Yo la estimo mucho a Bachelet, y he vibrado de felicidad cada vez que le he oído decir que Chile debería tener relaciones cercanas con ciertos «países afines».
Terrible confesión de edad: yo me acuerdo como si fuera ayer de la visita a Chile de Juan Domingo Perón, durante la Presidencia de Carlos Ibáñez del Campo. Yo a los ocho años no era ibañista. En mi casa habían votado por Arturo Matte y, de tener el voto, yo habría hecho lo mismo. Por eso, la supuesta afinidad ideológica entre Ibáñez y Perón no me predisponía a querer a este último, si bien poco sabía de su populismo neofascista: era un fenómeno nuevo en América Latina, y no había una idea tan clara como la que hay ahora de sus consecuencias nefastas para un país. Pero, a pesar de todo, Perón me conquistó por unos días, porque trajo televisión a Chile. En las vitrinas de algunas tiendas de la calle Valparaíso, en Viña, donde vivía yo, había televisores que mostraban el triunfal paso de Perón por Santiago. El recuerdo para mí es imborrable, porque yo nunca antes había visto televisión.
No sé si la venida de Perón ayudó a Ibáñez. Poco tiempo después Perón cayó, e Ibáñez, que presidía una inflación famosa en todo el mundo por desorbitada, contrató a la misión Klein Sachs, una suerte de FMI privado de la época. El peronismo populista le siguió penando a Argentina como un fantasma indestructible, hasta que en la década de 1990 pareció que iba a claudicar. Pero no fue así: Néstor Kirchner y su atractiva mujer, Cristina, le dieron nueva vida. Gracias a ellos, hemos vuelto a una Argentina de precios controlados, donde piqueteros, sucesores de los «descamisados» de Perón, saquean bombas de bencina cuando éstas suben los precios; una Argentina donde el Presidente despotrica contra los supermercados, logrando que bajen los precios, no vaya a ser que los saqueen los piqueteros. Argentina ha vuelto al populismo fascista y mafioso de antaño, reinsertándose en un club cada vez más pequeño de países fracasados que se oponen a la racionalidad; países como Corea del Norte, Cuba, Irán o Venezuela, este último preocupado de que en América Latina el club se agrande lo más y lo antes posible: de allí el eje Chávez-Kirchner. Chile, mientras tanto, gracias a Lagos, nunca ha estado tan firmemente matriculado con los países racionales y civilizados del mundo.

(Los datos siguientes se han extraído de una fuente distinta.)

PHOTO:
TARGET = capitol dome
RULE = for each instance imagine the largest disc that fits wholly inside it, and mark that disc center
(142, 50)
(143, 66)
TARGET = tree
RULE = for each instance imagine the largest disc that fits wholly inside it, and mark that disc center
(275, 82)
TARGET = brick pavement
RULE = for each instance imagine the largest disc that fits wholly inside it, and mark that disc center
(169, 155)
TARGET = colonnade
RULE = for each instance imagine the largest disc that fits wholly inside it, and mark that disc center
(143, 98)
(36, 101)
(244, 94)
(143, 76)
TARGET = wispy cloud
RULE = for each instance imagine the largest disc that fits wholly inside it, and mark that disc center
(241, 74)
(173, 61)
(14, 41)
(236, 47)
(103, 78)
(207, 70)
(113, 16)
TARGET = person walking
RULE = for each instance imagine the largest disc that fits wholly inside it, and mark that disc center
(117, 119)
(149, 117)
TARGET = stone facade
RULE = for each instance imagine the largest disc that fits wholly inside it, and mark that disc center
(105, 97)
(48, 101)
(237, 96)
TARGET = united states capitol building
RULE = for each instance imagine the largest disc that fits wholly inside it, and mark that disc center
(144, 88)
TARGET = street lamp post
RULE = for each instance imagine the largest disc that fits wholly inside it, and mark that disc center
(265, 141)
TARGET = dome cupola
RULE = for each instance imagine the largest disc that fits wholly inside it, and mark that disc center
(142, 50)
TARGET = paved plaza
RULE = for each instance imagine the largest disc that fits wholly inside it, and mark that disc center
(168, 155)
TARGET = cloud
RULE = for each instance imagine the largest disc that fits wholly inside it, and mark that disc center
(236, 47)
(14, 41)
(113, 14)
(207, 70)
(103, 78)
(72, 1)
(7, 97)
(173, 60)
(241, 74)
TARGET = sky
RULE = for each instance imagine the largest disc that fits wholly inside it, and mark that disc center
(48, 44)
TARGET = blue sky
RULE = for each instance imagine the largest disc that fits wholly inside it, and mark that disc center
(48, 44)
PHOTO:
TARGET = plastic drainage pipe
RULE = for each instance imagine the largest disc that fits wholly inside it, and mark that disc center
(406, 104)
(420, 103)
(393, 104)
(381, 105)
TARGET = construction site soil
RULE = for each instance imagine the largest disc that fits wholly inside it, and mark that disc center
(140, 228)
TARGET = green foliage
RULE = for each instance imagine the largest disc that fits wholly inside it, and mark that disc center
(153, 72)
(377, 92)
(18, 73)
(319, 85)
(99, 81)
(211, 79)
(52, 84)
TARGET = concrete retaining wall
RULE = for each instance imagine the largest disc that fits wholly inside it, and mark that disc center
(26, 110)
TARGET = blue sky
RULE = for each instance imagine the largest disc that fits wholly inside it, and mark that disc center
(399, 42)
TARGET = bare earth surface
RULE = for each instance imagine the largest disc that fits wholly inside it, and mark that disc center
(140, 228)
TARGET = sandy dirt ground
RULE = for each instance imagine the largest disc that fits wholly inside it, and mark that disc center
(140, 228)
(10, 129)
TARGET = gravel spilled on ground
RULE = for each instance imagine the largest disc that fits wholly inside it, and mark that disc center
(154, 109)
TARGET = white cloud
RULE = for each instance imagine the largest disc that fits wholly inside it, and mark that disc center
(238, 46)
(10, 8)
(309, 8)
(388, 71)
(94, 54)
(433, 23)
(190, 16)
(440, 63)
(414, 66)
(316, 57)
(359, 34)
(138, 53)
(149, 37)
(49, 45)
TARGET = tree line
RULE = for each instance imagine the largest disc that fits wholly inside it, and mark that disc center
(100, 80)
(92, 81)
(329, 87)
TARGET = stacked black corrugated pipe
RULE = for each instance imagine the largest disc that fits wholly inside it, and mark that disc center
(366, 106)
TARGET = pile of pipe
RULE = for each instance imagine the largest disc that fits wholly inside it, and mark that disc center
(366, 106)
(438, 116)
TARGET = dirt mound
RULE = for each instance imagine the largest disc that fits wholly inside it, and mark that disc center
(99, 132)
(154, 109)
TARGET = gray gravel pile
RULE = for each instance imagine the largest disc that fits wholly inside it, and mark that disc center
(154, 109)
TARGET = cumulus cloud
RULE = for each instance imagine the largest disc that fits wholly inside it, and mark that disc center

Hago estas reflexiones en una semana en que Michelle Bachelet había optado por invitar a Cristina K. a participar en su campaña. Yo la estimo mucho a Bachelet, y he vibrado de felicidad cada vez que le he oído decir que Chile debería tener relaciones cercanas con ciertos «países afines». Lo dice en inglés, llamándolos «like-minded countries», y enseguida los nombra: son países fantásticos, como Australia, Finlandia, Noruega, Suiza, Canadá y Nueva Zelanda. Entonces, ¿por qué esa cercanía con Cristina K.? Da una señal perturbadora justo cuando muchos otros países de América Latina, seducidos por el dinero de Chávez, se sienten tentados también por la irracionalidad. Lagos puede pasearse con Cristina K., puede hasta bailar tango con ella, sin sembrar confusión alguna, porque sabemos que él es un adalid de la civilización occidental, de esa comunidad de naciones modernas y racionales que, además de las de Europa y América del Norte, hoy incluye a casi todas las del Asia. Ojalá Bachelet también lo sea. Ojalá la señal dada por la invitación a Cristina K. sea una falsa alarma.
No creo, por cierto, que traer a Cristina K. habría sido de gran eficacia electoral. Por algo me acordé de una dinastía inglesa que trató de recuperar el trono con tropas francesas. Produjo mucho rechazo. Los pueblos prefieren que sus líderes eviten conquistar el poder con la ayuda de países vecinos.